À mi-chemin entre la SARL et la SA, la société par actions simplifiée (SAS) offre beaucoup de souplesse.

La création
•     La SAS peut être constituée d’un ou plusieurs associés, personnes physiques ou morales.
•     Depuis 2009, le capital social est librement fixé par les associés. 
Les apports peuvent s’effectuer en espèces ou en nature.
Les apports en industrie sont autorisés mais ne peuvent pas former le capital social, ils sont effectués en échange d’actions inaliénables. 
•     La SAS nécessite d’être très rigoureux dans la rédaction de ses statuts, l’aide d’un professionnel s’impose.
•     Les statuts doivent faire l’objet d’un avis de constitution publié dans un journal d’annonces légales et être, dans certains cas, enregistrés au service des impôts.

Le fonctionnement
•     La SAS se distingue de la SA par sa souplesse et la très grande liberté laissée aux associés. Ces derniers déterminent librement, dans les statuts, les règles d’organisation de la société. 
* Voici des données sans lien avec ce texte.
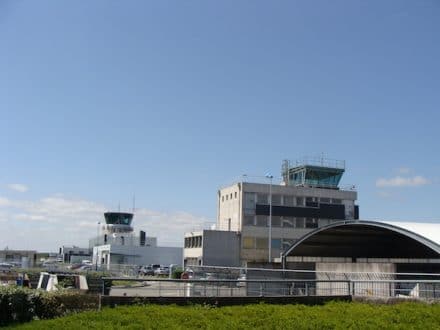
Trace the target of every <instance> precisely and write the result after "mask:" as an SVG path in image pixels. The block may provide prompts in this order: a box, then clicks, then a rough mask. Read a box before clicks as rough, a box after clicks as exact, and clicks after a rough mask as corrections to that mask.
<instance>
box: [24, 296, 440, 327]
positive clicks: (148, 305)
mask: <svg viewBox="0 0 440 330" xmlns="http://www.w3.org/2000/svg"><path fill="white" fill-rule="evenodd" d="M18 328H22V329H51V328H54V329H63V330H66V329H81V328H87V329H125V328H127V329H128V328H129V329H182V328H185V329H199V328H200V329H347V328H348V329H407V328H410V329H439V328H440V305H439V304H433V305H428V304H423V303H399V304H393V305H377V304H376V305H375V304H366V303H346V302H331V303H328V304H326V305H323V306H304V305H266V304H258V305H247V306H231V307H212V306H200V305H196V306H173V305H168V306H159V305H144V306H121V307H117V308H113V309H112V308H104V309H103V310H102V311H101V312H99V311H89V312H83V313H78V314H73V315H69V316H67V317H62V318H58V319H54V320H44V321H32V322H30V323H27V324H23V325H20V326H18Z"/></svg>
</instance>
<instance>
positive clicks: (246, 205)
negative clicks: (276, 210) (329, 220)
mask: <svg viewBox="0 0 440 330" xmlns="http://www.w3.org/2000/svg"><path fill="white" fill-rule="evenodd" d="M255 195H256V196H255ZM318 203H325V204H342V199H340V198H328V197H321V198H319V197H305V196H288V195H278V194H273V195H272V205H279V206H302V207H304V206H318ZM255 204H264V205H267V204H269V194H261V193H258V194H255V193H245V198H244V207H245V208H255Z"/></svg>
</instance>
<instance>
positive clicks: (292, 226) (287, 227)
mask: <svg viewBox="0 0 440 330" xmlns="http://www.w3.org/2000/svg"><path fill="white" fill-rule="evenodd" d="M294 223H295V220H294V218H292V217H283V227H287V228H293V227H294V226H295V224H294Z"/></svg>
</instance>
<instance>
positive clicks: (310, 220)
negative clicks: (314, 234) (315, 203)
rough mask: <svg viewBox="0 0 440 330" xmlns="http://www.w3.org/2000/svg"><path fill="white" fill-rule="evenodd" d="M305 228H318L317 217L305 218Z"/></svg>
mask: <svg viewBox="0 0 440 330" xmlns="http://www.w3.org/2000/svg"><path fill="white" fill-rule="evenodd" d="M306 228H318V219H313V218H307V219H306Z"/></svg>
•     Il n’y a pas de conseil d’administration, ni d’assemblée d’actionnaires.
Seule obligation : désigner une personne pour représenter la société vis-à-vis des tiers. Cela peut être un président ou une personne ayant le titre de directeur général ou directeur général délégué. 
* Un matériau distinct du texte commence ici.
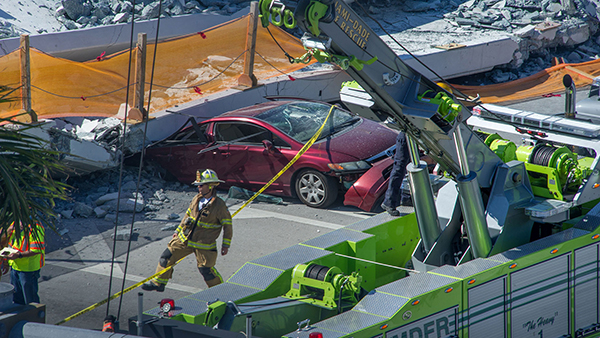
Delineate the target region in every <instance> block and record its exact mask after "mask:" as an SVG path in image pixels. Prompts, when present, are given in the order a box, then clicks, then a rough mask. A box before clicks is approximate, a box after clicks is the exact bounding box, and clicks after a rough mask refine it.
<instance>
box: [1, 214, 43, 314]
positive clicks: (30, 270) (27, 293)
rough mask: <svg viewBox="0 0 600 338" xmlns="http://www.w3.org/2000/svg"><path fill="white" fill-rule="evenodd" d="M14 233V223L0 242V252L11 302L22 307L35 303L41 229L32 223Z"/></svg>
mask: <svg viewBox="0 0 600 338" xmlns="http://www.w3.org/2000/svg"><path fill="white" fill-rule="evenodd" d="M18 230H19V231H17V230H16V229H15V226H14V223H13V224H12V225H11V226H10V227H9V228H8V232H7V234H8V237H7V238H4V239H3V241H2V244H3V245H2V246H3V247H4V249H3V250H2V251H1V252H2V254H3V255H2V257H3V258H5V259H8V264H9V265H10V267H11V268H12V270H11V273H10V283H11V284H12V285H13V286H14V288H15V290H14V293H13V302H14V303H16V304H23V305H25V304H29V303H39V302H40V296H39V295H38V279H39V278H40V269H41V268H42V267H43V266H44V263H45V259H44V255H45V253H46V242H45V231H44V227H43V226H42V225H41V224H39V223H37V222H36V223H35V224H33V225H32V226H31V227H29V226H21V228H20V229H18ZM6 269H7V268H6ZM5 272H6V271H2V273H5Z"/></svg>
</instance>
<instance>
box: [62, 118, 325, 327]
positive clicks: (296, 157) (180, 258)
mask: <svg viewBox="0 0 600 338" xmlns="http://www.w3.org/2000/svg"><path fill="white" fill-rule="evenodd" d="M334 107H335V106H331V109H329V113H327V117H325V121H323V124H322V125H321V127H320V128H319V130H317V132H316V133H315V134H314V135H313V137H311V139H310V140H308V142H306V144H305V145H304V146H303V147H302V148H301V149H300V151H298V153H297V154H296V156H294V158H292V160H291V161H290V162H289V163H288V164H287V165H286V166H285V167H283V169H281V171H280V172H278V173H277V175H275V176H273V178H272V179H271V180H270V181H269V182H268V183H267V184H265V185H264V186H263V187H262V188H260V190H259V191H257V192H256V193H255V194H254V195H253V196H252V197H251V198H250V199H249V200H248V201H246V202H245V203H244V204H243V205H242V206H241V207H240V208H239V209H238V210H236V212H234V213H233V215H232V216H231V217H232V218H233V217H235V215H237V214H238V213H239V212H240V211H241V210H242V209H244V208H245V207H246V206H247V205H248V204H250V203H251V202H252V201H253V200H254V199H255V198H256V197H258V195H260V194H261V193H262V192H263V191H265V189H267V188H268V187H269V186H270V185H271V184H273V182H275V180H277V179H278V178H279V176H281V175H282V174H283V173H284V172H286V171H287V170H288V169H289V168H290V167H291V166H292V165H293V164H294V163H295V162H296V161H297V160H298V159H299V158H300V156H302V154H304V153H305V152H306V151H307V150H308V149H309V148H310V147H311V146H312V145H313V143H315V141H316V140H317V139H318V138H319V136H320V135H321V132H322V131H323V128H324V127H325V124H326V123H327V120H329V117H330V116H331V112H332V111H333V108H334ZM186 257H187V256H186ZM184 258H185V257H182V258H180V259H179V260H178V261H177V262H175V264H173V265H171V266H168V267H166V268H164V269H163V270H161V271H159V272H157V273H155V274H154V275H152V276H150V277H148V278H146V279H144V280H143V281H141V282H138V283H135V284H133V285H132V286H130V287H128V288H126V289H124V290H123V291H119V292H117V293H115V294H114V295H112V296H110V297H108V298H106V299H104V300H102V301H100V302H98V303H96V304H93V305H91V306H88V307H87V308H85V309H83V310H81V311H79V312H77V313H76V314H74V315H71V316H69V317H67V318H65V319H63V320H61V321H60V322H58V323H56V324H55V325H60V324H64V323H66V322H68V321H70V320H71V319H74V318H77V317H79V316H81V315H82V314H84V313H88V312H90V311H92V310H94V309H95V308H97V307H99V306H102V305H104V304H106V303H107V302H108V301H109V300H113V299H115V298H117V297H120V296H121V295H123V294H124V293H127V292H129V291H131V290H133V289H135V288H137V287H138V286H140V285H142V284H144V283H146V282H147V281H149V280H151V279H153V278H154V277H157V276H160V275H162V274H163V273H165V272H167V271H169V269H172V268H173V267H175V265H177V264H179V262H181V261H182V260H183V259H184Z"/></svg>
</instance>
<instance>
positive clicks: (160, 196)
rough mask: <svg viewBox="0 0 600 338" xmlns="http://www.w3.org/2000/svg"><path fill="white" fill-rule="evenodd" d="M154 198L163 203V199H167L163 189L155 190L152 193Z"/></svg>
mask: <svg viewBox="0 0 600 338" xmlns="http://www.w3.org/2000/svg"><path fill="white" fill-rule="evenodd" d="M154 197H156V198H157V199H158V200H159V201H164V200H165V199H167V195H165V193H164V191H163V189H160V190H157V191H156V192H155V193H154Z"/></svg>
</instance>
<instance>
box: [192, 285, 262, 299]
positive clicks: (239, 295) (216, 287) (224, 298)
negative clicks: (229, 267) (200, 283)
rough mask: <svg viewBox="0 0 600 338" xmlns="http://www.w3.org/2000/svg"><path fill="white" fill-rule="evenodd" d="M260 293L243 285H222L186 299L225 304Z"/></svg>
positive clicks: (210, 288) (208, 289)
mask: <svg viewBox="0 0 600 338" xmlns="http://www.w3.org/2000/svg"><path fill="white" fill-rule="evenodd" d="M260 291H261V290H258V289H253V288H250V287H246V286H243V285H236V284H230V283H223V284H219V285H217V286H213V287H212V288H209V289H206V290H202V291H200V292H197V293H194V294H193V295H189V296H187V297H186V298H191V299H195V300H201V301H204V302H212V301H214V300H216V299H218V300H220V301H223V302H227V301H229V300H231V301H236V300H238V299H242V298H244V297H248V296H250V295H253V294H255V293H257V292H260Z"/></svg>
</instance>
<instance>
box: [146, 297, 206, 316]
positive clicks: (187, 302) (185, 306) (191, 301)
mask: <svg viewBox="0 0 600 338" xmlns="http://www.w3.org/2000/svg"><path fill="white" fill-rule="evenodd" d="M207 309H208V307H207V306H206V301H200V300H197V299H191V298H187V297H186V298H181V299H177V300H176V301H175V308H174V309H173V310H172V311H171V312H170V313H171V316H176V315H178V314H186V315H190V316H197V315H199V314H202V313H204V312H206V310H207ZM144 313H145V314H147V315H151V316H158V315H159V313H160V308H159V307H155V308H154V309H150V310H148V311H146V312H144Z"/></svg>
La désignation d’un commissaire aux comptes n’est plus systématique.
Les associés déterminent tout aussi librement les modalités d’adoption des décisions.
Seules certaines décisions doivent être prises collectivement : approbation des comptes, répartition des bénéfices, modification du capital, fusion, scission, dissolution, nomination des commissaires aux comptes.
À noter, que la procédure d’approbation des comptes est simplifiée pour les SAS à associé unique. 

Responsabilité 
Les actionnaires ne supportent les pertes qu’à concurrence de leurs apports. Les dirigeants, quant à eux, engagent leur responsabilité civile en cas de faute de gestion. Ils sont également responsables pénalement.